Saturday 14 January 2017

#5 LIVE BY NIGHT


Starring Ben Affleck, Zoe Saldana, Sienna Miller, Elle Fanning, Brendan Glesson, Chris Messina, Robert Glenister and Chris Cooper. Written and directed by Ben Affleck. 129 minutes long. Budget $65 million. Certificate 15.

Ben Affleck is Joe, the Boston son of an Irish police chief (Brendan Glesson) and a First World War veteran who comes back from the war a changed man, a man who refuses to obey the laws of anyone ever again, thus becoming an outlaw. To achieve this he robs banks and shags the moll, Emma (Sienna Miller) of Albert White (Robert Glenister). That is until White finds out and kills Emma and Joe is jailed for 2 years for the deaths of 3 police men.

Two years later, Joe is released two weeks after his dad dies and he heads out on the revenge trail, by teaming up with White's rival Italian mob boss, Maso (Remo Girone) and taking over the lucrative rum business in Tampa Bay and running White out of town.
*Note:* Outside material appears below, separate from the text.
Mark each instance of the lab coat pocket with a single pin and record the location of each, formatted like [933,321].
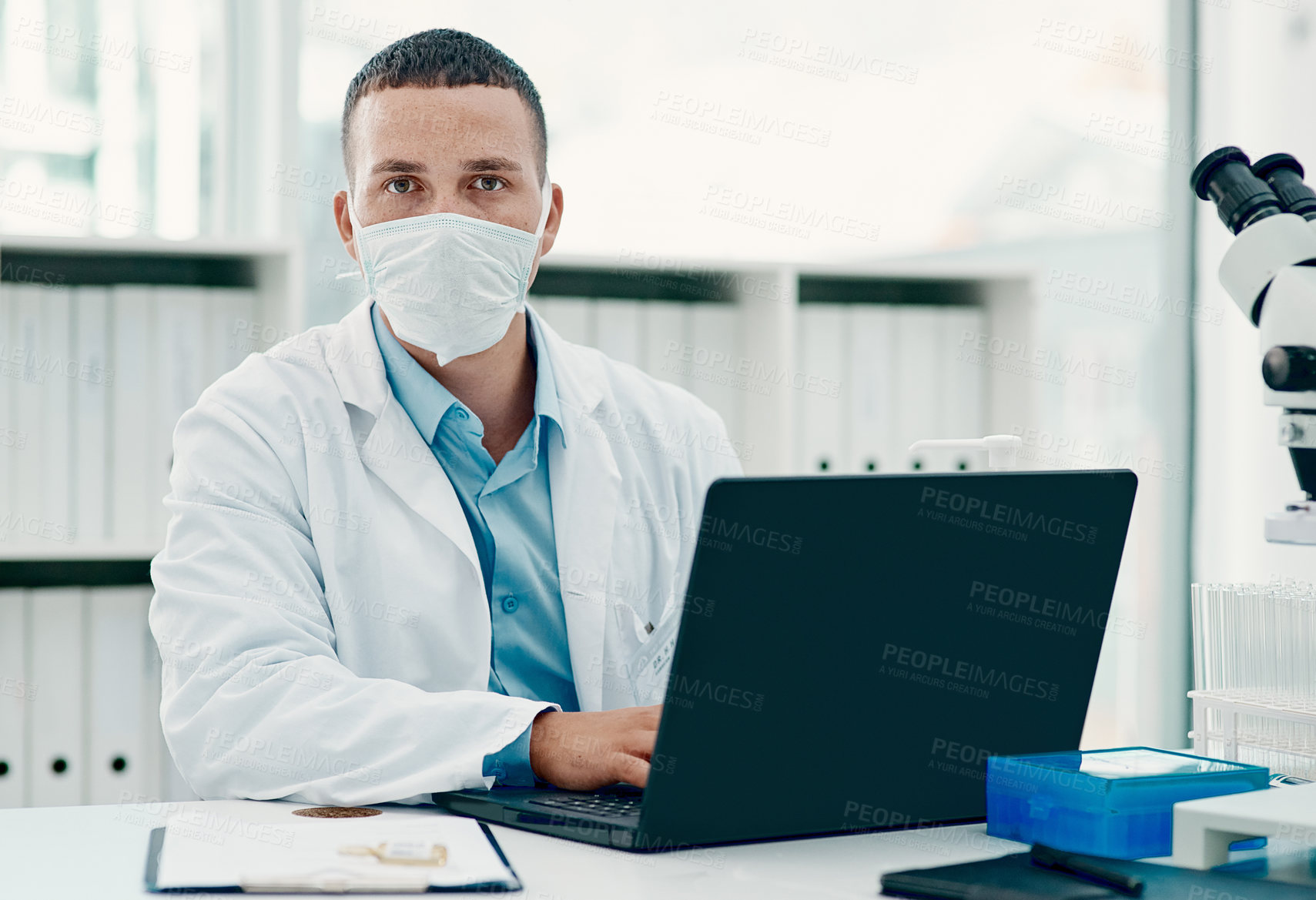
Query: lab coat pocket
[651,664]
Then he has to battle the KKK, an evangelical preacher in the shape of Loretta (Elle Fanning) and Maso's stupid son known as the Digger. All the while Joe falls in love with the sister of a Cuban gangster Graciella Corrales (Zoe Saldana). There's lots of other stuff that happens but I wouldn't want to spoil the whole film for you.
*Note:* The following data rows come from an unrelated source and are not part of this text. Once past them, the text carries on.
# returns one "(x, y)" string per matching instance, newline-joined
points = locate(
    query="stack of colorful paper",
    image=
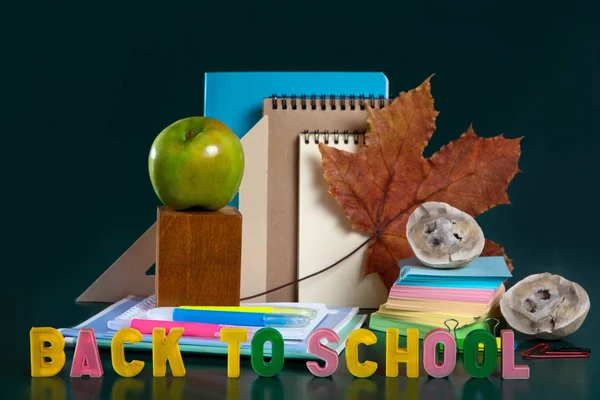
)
(427, 298)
This is a well mounted but utterly dreary plod through a boring man's exciting life. Told without a modicum of wit, excitement or drama this film is totally ruined by the blandness of its leading man, author and director, Ben Affleck. He sleeps through the entire film and offers only one small flash of emotion and that's in the films dying minutes. The rest of the time he plods along in one ill-fitting suit after another delivering lines in a monotonous drone and occasionally shooting a gun.

In a film overburdened by a stupidly dense plot, this film never stops for a moment to flesh out the story, it just keeps on putting down more and more plot as we trudge through one gangster's rather bland rise to the top. It builds to a big shot out glimpsed in the trailer and then very quickly ties up a couple of lose ends, chucks in one last cheap emotional kick to the teeth before slowly grinding to a halt.

This looks good, great art direction, a couple of dramatic shot-outs and car chases and some good performances. The rest of the cast try hard but are all hamstrung by a writer/director/star who just seems to be phoning in his performance. Perhaps he was more interested in what was going on behind the camera instead of what was going on in front of it. There's a sense that Affleck was trying to make a 21st Century Godfather, instead it's just another Godfather 3.